By Neville S. Roche, ContributorTHE CELEBRATED Pakistan Economist Mahbub Ul Haq died July 16, 1998. He is widely regarded as the outstanding visionary of development economics. While attending Ivy League Universities (Yale, Cambridge and Harvard) in the 1950s, Mr. Ul Haq was exposed to the "prevailing wisdom" of measuring development by looking solely at economic growth, i.e. growth in gross domestic product (GDP).
Many economists expressed disquiet about this emphasis on economic growth, which led to conventional usage development becoming a synonym for economic growth. Dudley Seers, Dennis Goulet and Donald Warwick all had profound misgivings.
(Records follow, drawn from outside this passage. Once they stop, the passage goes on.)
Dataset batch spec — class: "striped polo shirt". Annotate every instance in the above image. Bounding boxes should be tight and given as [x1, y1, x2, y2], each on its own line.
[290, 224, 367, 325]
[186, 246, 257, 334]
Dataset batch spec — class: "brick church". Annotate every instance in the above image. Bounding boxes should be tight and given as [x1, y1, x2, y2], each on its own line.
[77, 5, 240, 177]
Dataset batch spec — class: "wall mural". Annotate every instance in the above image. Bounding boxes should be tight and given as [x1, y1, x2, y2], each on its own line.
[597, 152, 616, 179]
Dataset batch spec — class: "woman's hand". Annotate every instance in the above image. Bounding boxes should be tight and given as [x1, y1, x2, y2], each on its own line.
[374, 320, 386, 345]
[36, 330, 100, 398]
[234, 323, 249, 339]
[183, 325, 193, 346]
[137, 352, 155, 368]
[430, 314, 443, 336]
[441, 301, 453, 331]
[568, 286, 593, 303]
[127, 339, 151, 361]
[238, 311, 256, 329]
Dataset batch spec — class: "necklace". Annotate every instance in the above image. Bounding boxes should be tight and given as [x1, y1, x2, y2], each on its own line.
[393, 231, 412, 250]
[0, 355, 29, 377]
Seers (1972) asked poignantly "Why do we confuse development with economic growth?" The enterprising Mahbub set about devising a more accurate and meaningful measure of development.
PIONEERING WORK
Several decades later, his pioneering work refined and honed by rigorous analysis found tangible expression in the human development report founded by him in 1990 under the auspices of the United Nations Development Programme.
The Human Development Report as devised by the ingenious Mr. Haq is an index for human development which measures national well being: life expectancy, education, welfare and of course wealth. This comprehensive view of development is really about expanding the choices people have and creating at the same time an environment in which they can develop their full potential and lead productive creative lives.
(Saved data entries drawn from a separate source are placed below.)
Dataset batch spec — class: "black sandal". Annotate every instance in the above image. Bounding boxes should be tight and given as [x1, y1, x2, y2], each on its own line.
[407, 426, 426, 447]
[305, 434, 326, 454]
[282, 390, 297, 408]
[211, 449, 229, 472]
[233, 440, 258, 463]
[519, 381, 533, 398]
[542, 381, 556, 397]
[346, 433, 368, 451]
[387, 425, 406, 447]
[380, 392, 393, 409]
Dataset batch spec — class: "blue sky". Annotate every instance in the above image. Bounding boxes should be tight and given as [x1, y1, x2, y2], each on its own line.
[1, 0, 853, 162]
Development is much more than economic growth, which is a means albeit very important one of enlarging peoples choices.
Early in his career he worked at the World Bank but it proved too small and limiting a stage for the flamboyant irrepressible intellectual. His own country, Pakistan appointed him Minister of Finance under General Zia Ul Haq's government 1985-1988.
The outspoken economist with a concern for the poor tried to tax the 22 families that controlled Pakistan's economy. Predictably he was unsuccessful. Undaunted, he started the human development two years later.
PROFOUND AND ENGAGING
A persuasive and compelling speaker, Mr. Ul Haq was pragmatic yet profound and engaging in the promotion of his thesis.
Richard Jolly, a colleague, remembers him thus: 'He would hold audiences spellbound, weaving together his proposals and vision in a subtle mixture of technical analysis, political cunning and with the uncompromising tones of the true preacher".
So pervasive has been his influence that many countries now have Human Development Centres producing annual reports.
Is there any hope for poor developing countries? Yes would be his answer. He loved to cite example of Costa Rica as a country that had virtually abolished its army and was spending a third of its national income on education and health. It is one of the most prosperous democracies in Central America.
Noble in vision, worthy in motive, penetrating in intellect and gracious in spirit, Mahbub Ul Haq would be the first to find resonance with Aristotle's "wealth is evidently not the good we are seeking, for it is merely useful for the sake of something else".